Right to return to work. 79. - (1) An employee who-

 

(a) has the right conferred by section 71, and

(b) has, at the beginning of the eleventh week before the expected week of childbirth, been continuously employed for a period of not less than two years,

also has the right to return to work at any time during the period beginning at the end of her maternity leave period and ending twenty-nine weeks after the beginning of the week in which childbirth occurs.

 

(2) An employee's right to return to work under this section is the right to return to work with the person who was her employer before the end of her maternity leave period, or (where appropriate) his successor, in the job in which she was then employed-

 

(a) on terms and conditions as to remuneration not less favourable than those which would have been applicable to her had she not been absent from work at any time since the commencement of her maternity leave period,

(b) with her seniority, pension rights and similar rights as they would have been if the period or periods of her employment prior to the end of her maternity leave period were continuous with her employment following her return to work (but subject to the requirements of paragraph 5 of Schedule 5 to the Social Security Act 1989 (credit for the period of absence in certain cases)), and

© otherwise on terms and conditions not less favourable than those which would have been applicable to her had she not been absent from work after the end of her maternity leave period.

(3) The Secretary of State may by order vary the period of two years specified in subsection (1) or that period as varied by an order under this subsection.

 

Requirement to notify return. 80. - (1) An employee does not have the right conferred by section 79 unless she includes with the information required by section 75(1) the information that she intends to exercise the right.

 

(2) Where, not earlier than twenty-one days before the end of her maternity leave period, an employee is requested in accordance with subsection (3) by her employer, or a successor of his, to give him written confirmation that she intends to exercise the right conferred by section 79, the employee is not entitled to that right unless she gives the requested confirmation-

 

(a) within fourteen days of receiving the request, or

(b) if that is not reasonably practicable, as soon as is reasonably practicable.

(3) A request under subsection (2) shall be-

 

(a) made in writing, and

(b) accompanied by a written statement of the effect of that subsection.

Redundancy before return. 81. - (1) This section applies where an employee has the right conferred by section 79 but it is not practicable by reason of redundancy for the employer to permit her to return in accordance with that right.

 

(2) Where there is a suitable available vacancy, the employee is entitled to be offered alternative employment with her employer or his successor, or an associated employer, under a new contract of employment which complies with subsection (3).

 

(3) The new contract of employment must be such that-

 

(a) the work to be done under it is of a kind which is both suitable in relation to the employee and appropriate for her to do in the circumstances, and

(b) its provisions as to the capacity and place in which she is to be employed, and as to the other terms and conditions of her employment, are not substantially less favourable to her than if she had returned to work pursuant to the right conferred by section 79.

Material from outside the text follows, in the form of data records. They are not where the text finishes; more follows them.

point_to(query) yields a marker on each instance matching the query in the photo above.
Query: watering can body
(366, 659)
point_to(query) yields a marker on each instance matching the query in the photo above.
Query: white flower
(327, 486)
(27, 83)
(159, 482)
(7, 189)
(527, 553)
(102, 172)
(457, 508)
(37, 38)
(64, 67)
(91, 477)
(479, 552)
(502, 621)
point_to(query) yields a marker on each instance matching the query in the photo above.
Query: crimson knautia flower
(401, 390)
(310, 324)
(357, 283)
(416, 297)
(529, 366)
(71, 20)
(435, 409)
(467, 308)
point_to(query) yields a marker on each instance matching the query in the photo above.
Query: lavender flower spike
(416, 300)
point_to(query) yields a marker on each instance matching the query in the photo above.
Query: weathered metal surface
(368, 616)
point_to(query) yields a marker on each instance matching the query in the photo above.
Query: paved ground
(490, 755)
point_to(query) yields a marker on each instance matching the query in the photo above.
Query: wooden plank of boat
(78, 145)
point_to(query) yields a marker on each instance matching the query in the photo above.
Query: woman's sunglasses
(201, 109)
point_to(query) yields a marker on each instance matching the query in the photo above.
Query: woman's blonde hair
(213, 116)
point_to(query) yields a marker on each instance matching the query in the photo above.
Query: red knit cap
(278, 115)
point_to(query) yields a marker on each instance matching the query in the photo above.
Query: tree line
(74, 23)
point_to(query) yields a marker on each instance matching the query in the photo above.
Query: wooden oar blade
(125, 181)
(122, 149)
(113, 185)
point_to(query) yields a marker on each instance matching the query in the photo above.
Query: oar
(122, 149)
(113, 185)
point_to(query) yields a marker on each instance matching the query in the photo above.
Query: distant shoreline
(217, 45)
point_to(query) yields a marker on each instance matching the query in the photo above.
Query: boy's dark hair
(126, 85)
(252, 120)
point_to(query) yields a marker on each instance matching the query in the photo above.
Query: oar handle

Exercise of right to return. 82. - (1) An employee shall exercise the right conferred by section 79 by giving written notice to the employer (who may be her employer before the end of her maternity leave period or a successor of his) at least twenty-one days before the day on which she proposes to return of her proposal to return on that day (the "notified day of return").

 

(2) An employer may postpone an employee's return to work until a date not more than four weeks after the notified day of return if he notifies her before that day that for specified reasons he is postponing her return until that date; and, accordingly, she will be entitled to return to work with him on that date.

 

(3) An employee to whom subsection (4) applies may-

 

(a) postpone her return to work until a date not more than four weeks after the notified day of return (even if that date falls after the end of the period of twenty-nine weeks beginning with the week in which childbirth occurred), and

(b) where no day of return has been notified to the employer, extend the time during which she may exercise her right to return in accordance with subsection (1), so that she returns to work not more than four weeks after the end of that period of twenty-nine weeks.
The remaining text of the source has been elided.